CAREER: Data-Driven Debugging of Complex Program Changes
Virginia Polytechnic Institute And State University, Blacksburg VA
Investigators
Abstract
After the initial release of a software application, developers continue changing it by adding new features, fixing software defects, or improving the implementation of existing features. As the application becomes older and larger, program changes become more complex. It becomes more difficult for developers to change or maintain the software efficiently and correctly. Slowly and incorrectly evolved software systems negatively impact both software producers and consumers; these systems can cause tremendous economic costs, put customers' data and privacy at risk, and even threaten people's lives.

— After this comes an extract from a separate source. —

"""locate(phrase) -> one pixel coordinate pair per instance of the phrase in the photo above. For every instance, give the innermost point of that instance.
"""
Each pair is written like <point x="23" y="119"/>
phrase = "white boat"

This project addresses this problem by helping computers and developers better understand, check, and apply complex changes. The project's novelty is in new methods and tools to characterize, model, validate, and suggest code modifications. The project's impacts are increasing programmer productivity, improving software reliability, reducing software cost, and protecting people and privacy data from issues caused by problematic software upgrades. The project will conduct empirical studies of software projects (in the GitHub repository) to understand and characterize multi-change edits "in the wild" to discover frequently co-changed patterns among code and non-code entities. Using these inferred patterns, the project will classify multi-change edits into different types such as bug fixes, refactorings, and feature enhancements. Techniques will be devised to make multi-edit changes, to ensure their correctness, and to automatically repair programs' multi-change edit sequences. These capabilities will be combined with delta debugging and dynamic patch validation in a a prototype editing and testing tool called Oedit, which will automatically recover programs from erroneous software updates and upgrades. The long-term vision is to provide a programming environment that supports complex, multi-change edits, with attention to their correctness, and with self-healing capabilities. This award reflects NSF's statutory mission and has been deemed worthy of support through evaluation using the Foundation's intellectual merit and broader impacts review criteria.